Zgodnie z art. 87 konstytucji, normy prawa międzynarodowego weszły do systemu prawa powszechnie obowiązującego w Polsce. Trybunał Konstytucyjny, na mocy art. 188 pkt 1 konstytucji może badać ich zgodność z konstytucją. Ponadto ratyfikowane umowy międzynarodowe, których ratyfikacja wymagała uprzedniej zgody w ustawie, mogą być wzorem dla badania ustaw na podstawie wniosku uprawnionego podmiotu (art. 188 pkt 2 konstytucji). Czy takie umowy mogą, w zakresie, w jakim regulują prawa człowieka i obywatela, być podstawą skargi? Stosownie do art. 79 ust. 1 konstytucji przedmiotem skargi konstytucyjnej może być tylko zgodność zaskarżonego aktu normatywnego z konstytucją, a nie z jakimkolwiek innym aktem normatywnym (wyrok TK z 8 czerwca 1999 r., sygn. SK 12/98, OTK ZU Nr 5/1999, poz. 96).
Zdaniem Trybunału Konstytucyjnego zasługuje jednak na aprobatę pogląd, że pojęcie; “konstytucyjne wolności lub prawa” użyte w art. 79 ust. 1 konstytucji obejmuje także prawa człowieka i obywatela uregulowane w podstawowych aktach prawa międzynarodowego, tzn. w Powszechnej Deklaracji Praw Człowieka, Międzynarodowym Pakcie Praw Obywatelskich i Politycznych czy w Konwencji o Ochronie Praw Człowieka i Podstawowych Wolności wtedy, gdy obywatel przywołałby takie standardowe prawo uregulowane w jednym z cytowanych aktów, które jednocześnie jest uregulowane w naszej konstytucji (J. Trzciński [w:] Konstytucja Rzeczypospolitej Polskiej, Komentarz, Warszawa 1999, Wydawnictwo Sejmowe 1999 r, s. 11). Brzmienie art. 79 ust. 1 konstytucji nie uzasadnia jednak przyjęcia za podstawę kontroli aktu normatywnego, takiej normy prawa międzynarodowego, która nie znajduje odwzorowania w naszej konstytucji. Przepis ten jednoznacznie mówi o “konstytucyjnych prawach i wolnościach” oraz wnoszeniu skargi w sprawie “zgodności z konstytucją”. Podstawą skargi konstytucyjnej jest zatem zarzut naruszenia konstytucyjnych praw i wolności skarżącego. Mogą to być wszelkie prawa i wolności, pod warunkiem, że są sformułowane w konstytucji. Rezygnacja z nadania zasadzie lex mitrior agit rangi konstytucyjnej uzasadnia odstąpienie od badania zgodności art. 14 pkt 4 przepisów wprowadzających kodeks karny z przepisami prawa międzynarodowego.

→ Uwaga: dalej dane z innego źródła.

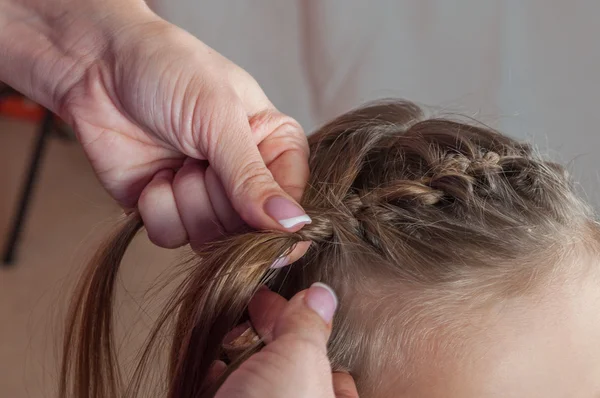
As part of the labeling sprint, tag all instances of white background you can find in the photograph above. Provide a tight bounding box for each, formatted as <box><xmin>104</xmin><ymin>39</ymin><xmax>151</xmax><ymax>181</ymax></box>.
<box><xmin>152</xmin><ymin>0</ymin><xmax>600</xmax><ymax>205</ymax></box>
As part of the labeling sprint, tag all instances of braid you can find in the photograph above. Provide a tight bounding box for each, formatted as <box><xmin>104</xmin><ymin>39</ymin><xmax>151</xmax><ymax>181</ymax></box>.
<box><xmin>61</xmin><ymin>99</ymin><xmax>600</xmax><ymax>398</ymax></box>
<box><xmin>292</xmin><ymin>101</ymin><xmax>590</xmax><ymax>274</ymax></box>
<box><xmin>281</xmin><ymin>103</ymin><xmax>600</xmax><ymax>396</ymax></box>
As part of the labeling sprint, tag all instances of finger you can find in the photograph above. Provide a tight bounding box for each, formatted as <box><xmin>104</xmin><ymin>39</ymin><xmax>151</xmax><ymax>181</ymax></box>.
<box><xmin>222</xmin><ymin>322</ymin><xmax>258</xmax><ymax>347</ymax></box>
<box><xmin>270</xmin><ymin>241</ymin><xmax>311</xmax><ymax>269</ymax></box>
<box><xmin>216</xmin><ymin>284</ymin><xmax>338</xmax><ymax>398</ymax></box>
<box><xmin>138</xmin><ymin>169</ymin><xmax>188</xmax><ymax>248</ymax></box>
<box><xmin>272</xmin><ymin>283</ymin><xmax>338</xmax><ymax>349</ymax></box>
<box><xmin>248</xmin><ymin>288</ymin><xmax>288</xmax><ymax>343</ymax></box>
<box><xmin>201</xmin><ymin>96</ymin><xmax>311</xmax><ymax>232</ymax></box>
<box><xmin>263</xmin><ymin>143</ymin><xmax>309</xmax><ymax>203</ymax></box>
<box><xmin>254</xmin><ymin>113</ymin><xmax>309</xmax><ymax>202</ymax></box>
<box><xmin>332</xmin><ymin>372</ymin><xmax>360</xmax><ymax>398</ymax></box>
<box><xmin>206</xmin><ymin>360</ymin><xmax>227</xmax><ymax>387</ymax></box>
<box><xmin>222</xmin><ymin>321</ymin><xmax>261</xmax><ymax>362</ymax></box>
<box><xmin>172</xmin><ymin>159</ymin><xmax>223</xmax><ymax>250</ymax></box>
<box><xmin>247</xmin><ymin>109</ymin><xmax>305</xmax><ymax>152</ymax></box>
<box><xmin>205</xmin><ymin>166</ymin><xmax>245</xmax><ymax>233</ymax></box>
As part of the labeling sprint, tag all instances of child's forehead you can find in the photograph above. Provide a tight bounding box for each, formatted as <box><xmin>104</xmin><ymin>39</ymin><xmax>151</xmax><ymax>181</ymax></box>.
<box><xmin>470</xmin><ymin>272</ymin><xmax>600</xmax><ymax>396</ymax></box>
<box><xmin>381</xmin><ymin>266</ymin><xmax>600</xmax><ymax>397</ymax></box>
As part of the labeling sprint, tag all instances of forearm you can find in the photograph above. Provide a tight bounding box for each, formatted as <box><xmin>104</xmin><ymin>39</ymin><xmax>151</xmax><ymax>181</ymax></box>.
<box><xmin>0</xmin><ymin>0</ymin><xmax>154</xmax><ymax>114</ymax></box>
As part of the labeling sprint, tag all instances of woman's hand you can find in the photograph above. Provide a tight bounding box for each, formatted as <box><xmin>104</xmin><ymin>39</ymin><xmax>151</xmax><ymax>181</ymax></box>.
<box><xmin>216</xmin><ymin>285</ymin><xmax>359</xmax><ymax>398</ymax></box>
<box><xmin>0</xmin><ymin>0</ymin><xmax>310</xmax><ymax>251</ymax></box>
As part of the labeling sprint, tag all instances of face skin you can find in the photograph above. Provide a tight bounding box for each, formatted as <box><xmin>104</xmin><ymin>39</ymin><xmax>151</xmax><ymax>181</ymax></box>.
<box><xmin>388</xmin><ymin>258</ymin><xmax>600</xmax><ymax>398</ymax></box>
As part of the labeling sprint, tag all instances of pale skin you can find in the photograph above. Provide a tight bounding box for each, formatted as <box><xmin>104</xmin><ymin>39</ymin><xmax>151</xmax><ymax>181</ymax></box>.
<box><xmin>217</xmin><ymin>285</ymin><xmax>359</xmax><ymax>398</ymax></box>
<box><xmin>0</xmin><ymin>0</ymin><xmax>342</xmax><ymax>395</ymax></box>
<box><xmin>242</xmin><ymin>261</ymin><xmax>600</xmax><ymax>397</ymax></box>
<box><xmin>464</xmin><ymin>265</ymin><xmax>600</xmax><ymax>398</ymax></box>
<box><xmin>0</xmin><ymin>0</ymin><xmax>311</xmax><ymax>255</ymax></box>
<box><xmin>380</xmin><ymin>259</ymin><xmax>600</xmax><ymax>398</ymax></box>
<box><xmin>2</xmin><ymin>1</ymin><xmax>597</xmax><ymax>396</ymax></box>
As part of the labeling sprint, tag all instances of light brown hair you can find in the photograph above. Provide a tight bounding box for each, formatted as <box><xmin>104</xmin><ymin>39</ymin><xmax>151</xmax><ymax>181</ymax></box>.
<box><xmin>59</xmin><ymin>100</ymin><xmax>600</xmax><ymax>397</ymax></box>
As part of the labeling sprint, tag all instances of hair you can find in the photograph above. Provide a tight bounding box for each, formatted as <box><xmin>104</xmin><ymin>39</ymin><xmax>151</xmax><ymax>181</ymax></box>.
<box><xmin>59</xmin><ymin>100</ymin><xmax>600</xmax><ymax>397</ymax></box>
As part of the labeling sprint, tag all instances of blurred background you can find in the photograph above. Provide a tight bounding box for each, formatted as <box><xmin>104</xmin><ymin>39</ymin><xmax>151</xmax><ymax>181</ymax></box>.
<box><xmin>2</xmin><ymin>1</ymin><xmax>600</xmax><ymax>396</ymax></box>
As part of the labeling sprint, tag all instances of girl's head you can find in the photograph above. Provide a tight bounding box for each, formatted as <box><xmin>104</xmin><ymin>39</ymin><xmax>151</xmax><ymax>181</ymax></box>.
<box><xmin>287</xmin><ymin>100</ymin><xmax>600</xmax><ymax>396</ymax></box>
<box><xmin>61</xmin><ymin>100</ymin><xmax>600</xmax><ymax>398</ymax></box>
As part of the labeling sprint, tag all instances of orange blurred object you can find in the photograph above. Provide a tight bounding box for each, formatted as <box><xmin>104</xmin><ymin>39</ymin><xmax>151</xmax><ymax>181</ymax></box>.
<box><xmin>0</xmin><ymin>93</ymin><xmax>65</xmax><ymax>127</ymax></box>
<box><xmin>0</xmin><ymin>96</ymin><xmax>46</xmax><ymax>122</ymax></box>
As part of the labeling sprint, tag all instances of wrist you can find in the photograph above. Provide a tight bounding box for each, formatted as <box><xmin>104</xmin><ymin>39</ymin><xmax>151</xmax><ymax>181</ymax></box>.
<box><xmin>0</xmin><ymin>0</ymin><xmax>157</xmax><ymax>115</ymax></box>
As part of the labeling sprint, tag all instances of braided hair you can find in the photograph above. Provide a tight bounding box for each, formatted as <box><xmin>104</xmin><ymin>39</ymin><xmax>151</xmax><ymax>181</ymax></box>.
<box><xmin>60</xmin><ymin>100</ymin><xmax>600</xmax><ymax>398</ymax></box>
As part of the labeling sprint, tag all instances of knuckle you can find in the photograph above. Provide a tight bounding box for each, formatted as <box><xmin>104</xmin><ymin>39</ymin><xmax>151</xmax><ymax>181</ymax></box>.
<box><xmin>149</xmin><ymin>230</ymin><xmax>186</xmax><ymax>249</ymax></box>
<box><xmin>273</xmin><ymin>118</ymin><xmax>308</xmax><ymax>151</ymax></box>
<box><xmin>146</xmin><ymin>229</ymin><xmax>171</xmax><ymax>248</ymax></box>
<box><xmin>277</xmin><ymin>130</ymin><xmax>310</xmax><ymax>163</ymax></box>
<box><xmin>137</xmin><ymin>181</ymin><xmax>187</xmax><ymax>249</ymax></box>
<box><xmin>173</xmin><ymin>163</ymin><xmax>206</xmax><ymax>189</ymax></box>
<box><xmin>138</xmin><ymin>179</ymin><xmax>169</xmax><ymax>210</ymax></box>
<box><xmin>231</xmin><ymin>159</ymin><xmax>276</xmax><ymax>199</ymax></box>
<box><xmin>192</xmin><ymin>88</ymin><xmax>244</xmax><ymax>156</ymax></box>
<box><xmin>251</xmin><ymin>112</ymin><xmax>309</xmax><ymax>156</ymax></box>
<box><xmin>281</xmin><ymin>117</ymin><xmax>308</xmax><ymax>143</ymax></box>
<box><xmin>140</xmin><ymin>211</ymin><xmax>186</xmax><ymax>249</ymax></box>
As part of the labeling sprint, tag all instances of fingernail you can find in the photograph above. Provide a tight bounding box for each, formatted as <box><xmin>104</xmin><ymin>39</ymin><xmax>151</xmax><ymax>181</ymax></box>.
<box><xmin>223</xmin><ymin>322</ymin><xmax>252</xmax><ymax>345</ymax></box>
<box><xmin>222</xmin><ymin>323</ymin><xmax>261</xmax><ymax>362</ymax></box>
<box><xmin>305</xmin><ymin>282</ymin><xmax>338</xmax><ymax>324</ymax></box>
<box><xmin>270</xmin><ymin>255</ymin><xmax>289</xmax><ymax>269</ymax></box>
<box><xmin>264</xmin><ymin>196</ymin><xmax>311</xmax><ymax>229</ymax></box>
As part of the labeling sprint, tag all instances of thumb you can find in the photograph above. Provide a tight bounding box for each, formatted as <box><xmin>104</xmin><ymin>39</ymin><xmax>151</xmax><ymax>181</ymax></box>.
<box><xmin>203</xmin><ymin>99</ymin><xmax>310</xmax><ymax>232</ymax></box>
<box><xmin>214</xmin><ymin>284</ymin><xmax>339</xmax><ymax>398</ymax></box>
<box><xmin>273</xmin><ymin>282</ymin><xmax>338</xmax><ymax>350</ymax></box>
<box><xmin>332</xmin><ymin>372</ymin><xmax>360</xmax><ymax>398</ymax></box>
<box><xmin>271</xmin><ymin>283</ymin><xmax>339</xmax><ymax>398</ymax></box>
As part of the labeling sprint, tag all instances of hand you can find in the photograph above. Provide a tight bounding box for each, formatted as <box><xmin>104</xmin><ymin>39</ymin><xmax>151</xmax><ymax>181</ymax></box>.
<box><xmin>64</xmin><ymin>7</ymin><xmax>312</xmax><ymax>250</ymax></box>
<box><xmin>0</xmin><ymin>0</ymin><xmax>311</xmax><ymax>251</ymax></box>
<box><xmin>215</xmin><ymin>285</ymin><xmax>359</xmax><ymax>398</ymax></box>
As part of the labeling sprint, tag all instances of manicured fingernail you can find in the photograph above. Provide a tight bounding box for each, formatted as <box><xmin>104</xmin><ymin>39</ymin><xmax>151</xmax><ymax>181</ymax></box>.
<box><xmin>270</xmin><ymin>255</ymin><xmax>289</xmax><ymax>269</ymax></box>
<box><xmin>264</xmin><ymin>196</ymin><xmax>311</xmax><ymax>229</ymax></box>
<box><xmin>305</xmin><ymin>282</ymin><xmax>338</xmax><ymax>324</ymax></box>
<box><xmin>222</xmin><ymin>323</ymin><xmax>261</xmax><ymax>362</ymax></box>
<box><xmin>223</xmin><ymin>322</ymin><xmax>252</xmax><ymax>345</ymax></box>
<box><xmin>257</xmin><ymin>284</ymin><xmax>270</xmax><ymax>292</ymax></box>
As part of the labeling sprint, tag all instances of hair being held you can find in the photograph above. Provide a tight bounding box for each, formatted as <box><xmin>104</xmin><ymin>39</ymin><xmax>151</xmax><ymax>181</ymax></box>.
<box><xmin>60</xmin><ymin>100</ymin><xmax>600</xmax><ymax>397</ymax></box>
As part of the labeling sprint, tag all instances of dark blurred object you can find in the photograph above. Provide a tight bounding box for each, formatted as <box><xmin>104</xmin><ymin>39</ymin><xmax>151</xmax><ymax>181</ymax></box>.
<box><xmin>1</xmin><ymin>83</ymin><xmax>75</xmax><ymax>265</ymax></box>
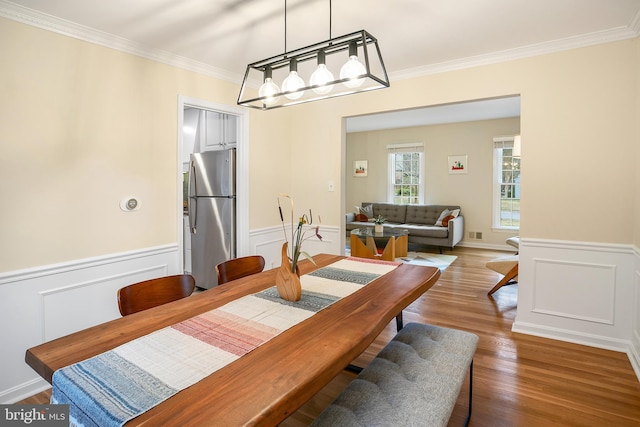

Poza sporem pozostaje bowiem twierdzenie, że warunkiem dopuszczalności skargi do Trybunału Konstytucyjnego jest naruszenie “konstytucyjnego prawa lub wolności”. Miejsce uregulowania danego prawa lub wolności w systematyce konstytucji nie ma znaczenia prawnego, decydujący jest natomiast fakt uregulowania w ustawie zasadniczej. “Skarga nie może zatem służyć w razie naruszenia praw przyznanych ustawami czy wynikających z umów międzynarodowych” (M. Masternak-Kubiak, Ustawa o Trybunale Konstytucyjnym, Warszawa 1998, s. 47-48).
Z tych względów postępowanie w zakresie zgodności art. 14 pkt 4 ustawy z 6 czerwca 1997 r. – Przepisy wprowadzające kodeks karny z art. 91 ust. 1 i 2 konstytucji oraz przepisami umów międzynarodowych należało umorzyć.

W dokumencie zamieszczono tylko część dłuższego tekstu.